Tak zrodził się spór. Miłośnicy sportów motorowych twierdzą, że to ich miejsce. A lokatorzy chcą ciszy. – Zjeżdżają tu pojazdy z całej Polski, bo na innych torach robi się pomiar głośności. W Lublinie jeździ, kto chce – skarżył się już blisko rok temu Dariusz Malon, jeden z protestujących mieszkańców, gdy sprawa stanęła na sesji Rady Miasta.
Ratusz ma pomysł na rozwiązanie. Chce przenieść tor poza miasto. – Na teren dawnego wysypiska śmieci w Jawidzu – ujawnia Adam Wasilewski, prezydent Lublina. Ziemia jest własnością gminy Lublin.
– W sumie mamy tam 17 ha w dwóch częściach przedzielonych drogą – mówi Krzysztof Żórawski, dyrektor Wydziału Gospodarowania Mieniem w Urzędzie Miasta.
Teraz wszystko zależy od władz gminy Spiczyn, w której leży dawne wysypisko. – Konsultacje z gminą i z mieszkańcami chcielibyśmy przeprowadzić jeszcze w tym roku, ale budowa raczej w tym roku nie nastąpi – stwierdza Wasilewski.
– Najprawdopodobniej radni musieliby zmienić plan zagospodarowania – przyznaje Mirosław Krzysiak, wójt Spiczyna. – Mamy taką niepisaną procedurę, że w razie kontrowersyjnej inwestycji w pierwszej kolejności pytamy mieszkańców.
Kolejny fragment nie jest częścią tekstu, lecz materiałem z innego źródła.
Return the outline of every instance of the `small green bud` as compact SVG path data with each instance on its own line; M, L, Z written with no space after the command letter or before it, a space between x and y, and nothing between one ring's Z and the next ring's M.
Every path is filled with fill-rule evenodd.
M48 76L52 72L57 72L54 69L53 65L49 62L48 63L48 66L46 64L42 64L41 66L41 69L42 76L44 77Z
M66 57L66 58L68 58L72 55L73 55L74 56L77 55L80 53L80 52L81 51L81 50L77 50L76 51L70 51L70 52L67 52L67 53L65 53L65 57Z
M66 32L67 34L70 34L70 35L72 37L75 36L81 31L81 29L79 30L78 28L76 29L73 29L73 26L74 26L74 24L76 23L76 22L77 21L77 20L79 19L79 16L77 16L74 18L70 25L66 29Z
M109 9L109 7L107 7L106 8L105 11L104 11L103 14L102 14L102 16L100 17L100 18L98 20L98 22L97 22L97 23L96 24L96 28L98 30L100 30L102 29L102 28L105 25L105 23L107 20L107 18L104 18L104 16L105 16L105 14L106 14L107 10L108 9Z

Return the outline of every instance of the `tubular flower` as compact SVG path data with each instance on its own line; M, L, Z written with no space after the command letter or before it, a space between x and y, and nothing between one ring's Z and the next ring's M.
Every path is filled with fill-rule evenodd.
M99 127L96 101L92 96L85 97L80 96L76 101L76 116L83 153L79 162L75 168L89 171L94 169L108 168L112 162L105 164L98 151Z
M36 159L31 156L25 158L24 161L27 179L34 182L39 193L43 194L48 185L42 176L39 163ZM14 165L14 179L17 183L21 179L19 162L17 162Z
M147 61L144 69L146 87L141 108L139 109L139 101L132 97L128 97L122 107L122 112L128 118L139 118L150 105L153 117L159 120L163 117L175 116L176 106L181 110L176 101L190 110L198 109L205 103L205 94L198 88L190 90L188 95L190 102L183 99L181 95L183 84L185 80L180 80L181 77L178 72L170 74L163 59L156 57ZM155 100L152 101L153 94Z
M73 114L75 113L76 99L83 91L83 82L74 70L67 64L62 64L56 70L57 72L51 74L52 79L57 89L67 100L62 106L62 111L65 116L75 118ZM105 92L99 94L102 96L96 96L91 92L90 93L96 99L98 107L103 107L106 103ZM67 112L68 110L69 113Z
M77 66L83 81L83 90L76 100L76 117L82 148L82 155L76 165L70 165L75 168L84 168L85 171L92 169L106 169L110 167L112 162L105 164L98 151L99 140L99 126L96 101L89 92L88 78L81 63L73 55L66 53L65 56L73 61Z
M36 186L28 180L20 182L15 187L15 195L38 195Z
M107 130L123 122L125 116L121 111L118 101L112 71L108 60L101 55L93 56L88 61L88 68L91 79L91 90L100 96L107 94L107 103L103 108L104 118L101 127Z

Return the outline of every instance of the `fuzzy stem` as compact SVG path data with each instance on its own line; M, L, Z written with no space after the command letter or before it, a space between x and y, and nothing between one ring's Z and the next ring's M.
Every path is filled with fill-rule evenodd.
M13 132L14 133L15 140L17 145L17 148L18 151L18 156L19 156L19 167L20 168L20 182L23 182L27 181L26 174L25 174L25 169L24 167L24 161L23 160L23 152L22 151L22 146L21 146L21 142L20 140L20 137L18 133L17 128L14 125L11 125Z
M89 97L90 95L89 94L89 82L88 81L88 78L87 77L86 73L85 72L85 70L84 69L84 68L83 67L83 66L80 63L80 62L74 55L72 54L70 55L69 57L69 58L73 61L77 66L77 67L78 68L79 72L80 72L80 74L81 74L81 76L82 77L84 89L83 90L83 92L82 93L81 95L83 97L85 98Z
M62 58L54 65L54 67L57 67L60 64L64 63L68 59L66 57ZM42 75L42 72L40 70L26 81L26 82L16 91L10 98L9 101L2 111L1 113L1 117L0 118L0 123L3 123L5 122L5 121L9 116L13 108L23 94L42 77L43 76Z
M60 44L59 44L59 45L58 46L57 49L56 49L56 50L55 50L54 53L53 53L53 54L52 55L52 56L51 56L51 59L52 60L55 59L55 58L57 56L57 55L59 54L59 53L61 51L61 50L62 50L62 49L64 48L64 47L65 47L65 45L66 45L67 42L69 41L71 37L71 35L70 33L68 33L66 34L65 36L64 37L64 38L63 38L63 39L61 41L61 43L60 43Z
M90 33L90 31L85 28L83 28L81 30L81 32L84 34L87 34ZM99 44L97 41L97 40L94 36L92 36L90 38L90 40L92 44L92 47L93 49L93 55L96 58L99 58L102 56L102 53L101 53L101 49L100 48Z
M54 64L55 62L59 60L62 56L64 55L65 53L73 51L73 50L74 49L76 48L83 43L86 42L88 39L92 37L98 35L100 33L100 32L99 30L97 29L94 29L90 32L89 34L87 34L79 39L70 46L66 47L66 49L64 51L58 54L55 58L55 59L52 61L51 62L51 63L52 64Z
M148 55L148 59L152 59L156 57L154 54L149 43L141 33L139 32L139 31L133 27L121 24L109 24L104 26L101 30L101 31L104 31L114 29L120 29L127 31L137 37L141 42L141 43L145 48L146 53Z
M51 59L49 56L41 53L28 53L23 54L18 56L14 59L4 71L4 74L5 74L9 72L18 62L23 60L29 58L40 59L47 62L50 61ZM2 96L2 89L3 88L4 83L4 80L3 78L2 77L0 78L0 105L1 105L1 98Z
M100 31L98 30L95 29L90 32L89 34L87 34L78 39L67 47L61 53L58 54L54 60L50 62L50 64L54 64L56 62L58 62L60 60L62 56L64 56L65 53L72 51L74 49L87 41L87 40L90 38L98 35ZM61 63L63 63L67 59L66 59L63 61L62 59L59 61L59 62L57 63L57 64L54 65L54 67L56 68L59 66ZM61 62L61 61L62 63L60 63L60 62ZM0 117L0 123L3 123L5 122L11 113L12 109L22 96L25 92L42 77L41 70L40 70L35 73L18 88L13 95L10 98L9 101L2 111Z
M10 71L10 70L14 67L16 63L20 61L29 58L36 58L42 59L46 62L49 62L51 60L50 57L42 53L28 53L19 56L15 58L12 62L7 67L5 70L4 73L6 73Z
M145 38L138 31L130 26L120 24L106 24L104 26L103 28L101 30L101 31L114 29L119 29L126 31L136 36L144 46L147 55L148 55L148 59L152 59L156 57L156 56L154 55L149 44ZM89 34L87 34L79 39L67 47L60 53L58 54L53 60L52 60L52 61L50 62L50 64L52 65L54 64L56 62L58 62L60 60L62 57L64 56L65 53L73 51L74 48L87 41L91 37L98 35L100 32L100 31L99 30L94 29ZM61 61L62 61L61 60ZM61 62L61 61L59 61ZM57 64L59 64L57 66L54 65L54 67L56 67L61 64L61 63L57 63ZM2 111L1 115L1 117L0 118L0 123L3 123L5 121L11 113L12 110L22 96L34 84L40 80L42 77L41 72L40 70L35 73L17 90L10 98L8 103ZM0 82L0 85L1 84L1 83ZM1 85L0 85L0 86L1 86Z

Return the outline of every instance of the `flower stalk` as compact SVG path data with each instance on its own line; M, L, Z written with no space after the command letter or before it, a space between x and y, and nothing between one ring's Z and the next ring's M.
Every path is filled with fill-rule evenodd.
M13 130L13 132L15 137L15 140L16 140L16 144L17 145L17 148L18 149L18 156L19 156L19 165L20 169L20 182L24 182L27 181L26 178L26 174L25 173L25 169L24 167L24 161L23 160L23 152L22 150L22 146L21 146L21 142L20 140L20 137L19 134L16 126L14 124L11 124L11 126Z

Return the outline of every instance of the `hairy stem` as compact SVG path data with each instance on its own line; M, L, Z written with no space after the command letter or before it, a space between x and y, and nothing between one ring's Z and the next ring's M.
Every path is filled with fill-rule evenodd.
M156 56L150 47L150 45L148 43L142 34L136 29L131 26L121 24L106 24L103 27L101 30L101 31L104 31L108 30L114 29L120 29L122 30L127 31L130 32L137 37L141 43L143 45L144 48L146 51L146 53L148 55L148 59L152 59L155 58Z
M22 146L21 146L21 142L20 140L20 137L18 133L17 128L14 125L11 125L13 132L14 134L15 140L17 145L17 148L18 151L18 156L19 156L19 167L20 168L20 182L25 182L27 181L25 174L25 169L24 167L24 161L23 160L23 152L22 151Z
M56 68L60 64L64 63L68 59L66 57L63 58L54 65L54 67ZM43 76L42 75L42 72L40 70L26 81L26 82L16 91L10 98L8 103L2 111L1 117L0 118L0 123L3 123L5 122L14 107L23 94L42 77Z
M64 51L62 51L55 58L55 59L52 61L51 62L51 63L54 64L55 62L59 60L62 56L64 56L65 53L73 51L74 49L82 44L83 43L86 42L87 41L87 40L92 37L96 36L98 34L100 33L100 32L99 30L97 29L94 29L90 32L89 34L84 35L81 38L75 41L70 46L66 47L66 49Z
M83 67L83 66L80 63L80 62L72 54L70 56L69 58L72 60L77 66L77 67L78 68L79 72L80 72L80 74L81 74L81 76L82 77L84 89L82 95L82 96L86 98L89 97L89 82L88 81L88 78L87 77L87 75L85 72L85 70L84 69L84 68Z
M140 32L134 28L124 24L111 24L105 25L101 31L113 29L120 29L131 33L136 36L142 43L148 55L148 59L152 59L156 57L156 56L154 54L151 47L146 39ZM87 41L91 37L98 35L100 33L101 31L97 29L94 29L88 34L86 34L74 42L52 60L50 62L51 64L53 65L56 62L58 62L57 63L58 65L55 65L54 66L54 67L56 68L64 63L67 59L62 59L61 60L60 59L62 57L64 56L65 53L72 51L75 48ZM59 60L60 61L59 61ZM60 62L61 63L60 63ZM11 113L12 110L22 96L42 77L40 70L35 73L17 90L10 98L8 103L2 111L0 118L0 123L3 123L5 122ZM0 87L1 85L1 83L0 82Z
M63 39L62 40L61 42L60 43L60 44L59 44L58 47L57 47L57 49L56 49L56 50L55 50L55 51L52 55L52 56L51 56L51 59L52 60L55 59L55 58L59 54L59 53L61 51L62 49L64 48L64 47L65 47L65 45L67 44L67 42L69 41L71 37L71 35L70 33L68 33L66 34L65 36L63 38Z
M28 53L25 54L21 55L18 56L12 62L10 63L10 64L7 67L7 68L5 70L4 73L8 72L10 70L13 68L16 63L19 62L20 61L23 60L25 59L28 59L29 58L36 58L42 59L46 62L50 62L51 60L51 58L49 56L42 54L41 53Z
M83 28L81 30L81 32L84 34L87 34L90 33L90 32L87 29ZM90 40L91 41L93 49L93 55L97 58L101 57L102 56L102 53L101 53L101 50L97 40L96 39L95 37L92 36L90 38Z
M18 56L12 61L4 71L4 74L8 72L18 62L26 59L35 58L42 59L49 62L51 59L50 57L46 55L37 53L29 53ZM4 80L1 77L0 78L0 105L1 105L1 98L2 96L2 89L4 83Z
Jeśli nasi radni po planowanym spotkaniu z przedstawicielami Lublina uznają, że warto o tym dalej rozmawiać, zrobimy we wsi spotkanie z mieszkańcami.
– A niech będzie ten tor. Może się coś ruszy w okolicy – dodaje Bogdan Kowalczyk, mieszkaniec Jawidza. – Nie będzie mi to przeszkadzać, byle nie hałasowało – mówi Grzegorz Aniołkowski.
Władze Lublina deklarują, że tor spełni także te normy. – Ta nieruchomość leży z dala od siedzib ludzkich – zapewnia prezydent. Dlatego niewykluczone, że będzie tam mógł powstać również tor motocrossowy, którego brak doskwiera głównie zawodnikom osiągającego spore sukcesy lubelskiego klubu KM Cross. Pomysłów na jego lokalizację było już kilka, ale każdy wzbudzał protesty okolicznych mieszkańców, bo za każdym razem tor był zbyt blisko domów.